Context seems to be getting more consideration these days in customer service, as a topic of discussion at Enterprise Connect Orlando 2014, and making its way into many contact center conversations. A new company, StepOne, launches today, with their flagship product Contextual Care aimed at improving self-service for both the customers and the businesses serving them.
StepOne is a worth taking note of for a number of reasons. I had the opportunity to talk about the new company with co-founders Alex Mitchell and Bill Gravette, who pointed out that 70% of customers prefer to help themselves if they can when an issue arises, rather than calling a help desk. Seeing this preference toward self-help, the pair recognized the opportunity to provide better seamless cross-channel customer experience by leveraging the information a business knows about its customers.
How It Works
StepOne's Contextual Care system, a SaaS solution, uses unique identifiers to deliver support content to individual customers through a mobile application - essentially a support recommendation engine similar to how Netflix suggests which movies you might like. Companies with complex products can attach QR codes that the customer will then scan with their smartphone when there is an issue or question that needs to be addressed. The code directs the user to the self-help portal, and both predictive analytics and context are used to predict the question that a customer has. Hundreds of attributes such as what services the customer has purchased, the technical performance of the product, and the state of the billing cycle are used to predict the customer's inquiry.

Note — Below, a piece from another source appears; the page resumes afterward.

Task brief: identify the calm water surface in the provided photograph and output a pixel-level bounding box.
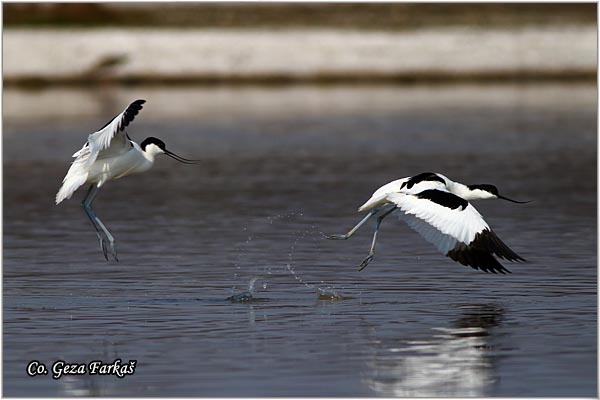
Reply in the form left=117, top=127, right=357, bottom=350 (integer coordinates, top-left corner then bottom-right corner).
left=3, top=85, right=597, bottom=397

The customer is then directed to appropriate content to help answer the predicted question. The really interesting part of the process to me, however, is what comes next. Once content recommendations are made to the customer, machine learning algorithms are used to measure the effectiveness of the interaction, which makes this contextual system truly adaptive. Such areas include which suggested items were clicked on and viewed, and patterns like which items are commonly being viewed together. Traditional KPIs that are used by call centers in day-to-day dealings, such as contact rate per customer and first contact resolution rates, are also combined with this data so that the customer experience is constantly improving.

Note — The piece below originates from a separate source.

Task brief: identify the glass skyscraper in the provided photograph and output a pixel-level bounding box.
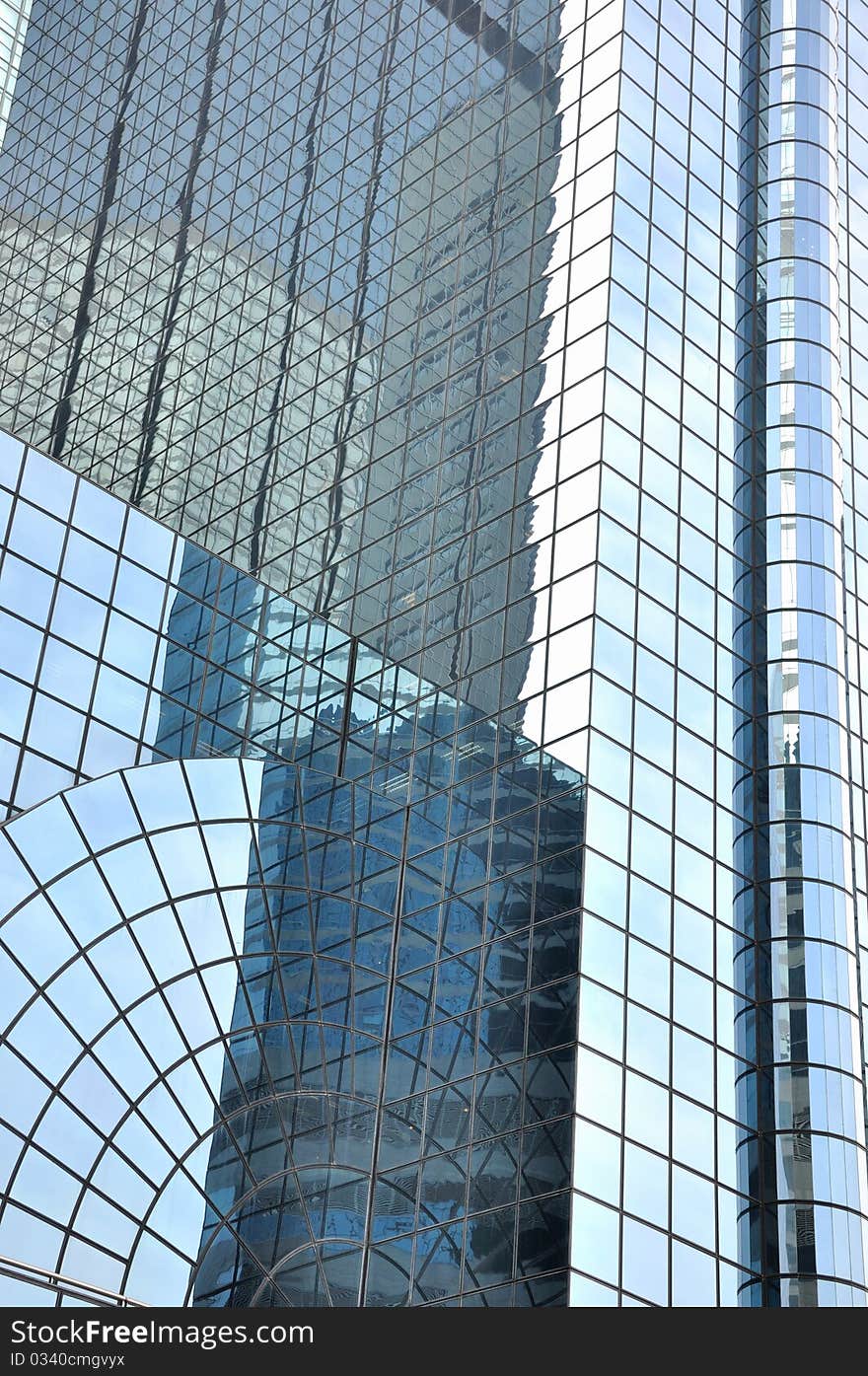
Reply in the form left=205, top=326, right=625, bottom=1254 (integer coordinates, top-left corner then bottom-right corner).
left=0, top=0, right=868, bottom=1307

Many times, when an enterprise starts working with new customers, they don't have much information to go on, and those first few interactions can be a bit of a "cold start." However, StepOne's software can be primed according to customer types so that the enterprise is better prepared to assist going into that first interaction, and cold starts become a thing of the past.
Improving the Business
While it is certainly valuable for the clientele to have a better customer experience, StepOne also aims to help the business improve. This sort of analysis can actually unearth which content is not working well, where there may be gaps in certain subject matter and highlight which areas are proving to be the most useful to the customer base.

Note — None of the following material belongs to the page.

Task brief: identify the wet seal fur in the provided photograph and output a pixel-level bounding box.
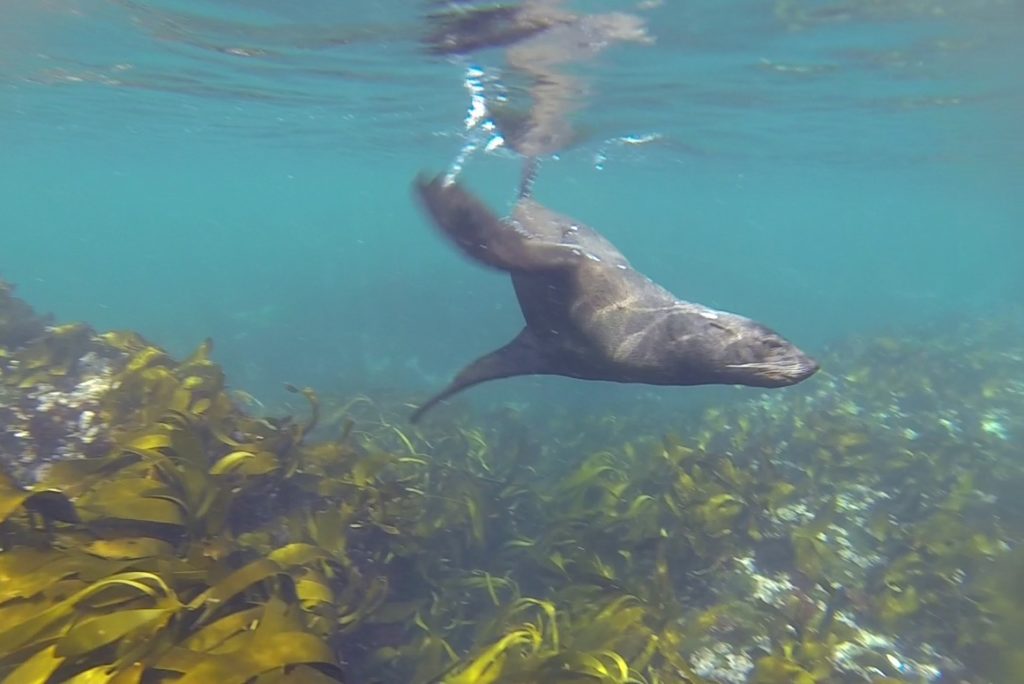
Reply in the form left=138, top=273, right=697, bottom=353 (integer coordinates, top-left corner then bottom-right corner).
left=411, top=175, right=818, bottom=422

In fact, Mitchell and Gravette explained that the bigger value proposition of their offerings may actually be providing the info that allows insight into how the business is running. These insights are delivered to the business so that appropriate adjustments can be made to its self-help architecture. While StepOne does not produce support content itself, it has partnered with other companies to help a business develop better information pages.
Currently, StepOne has deployments with two global communication service providers, Telstra and a Tier 1 U.S. cable company. The company additionally received $4 million in Series A financing that will facilitate its growth moving forward.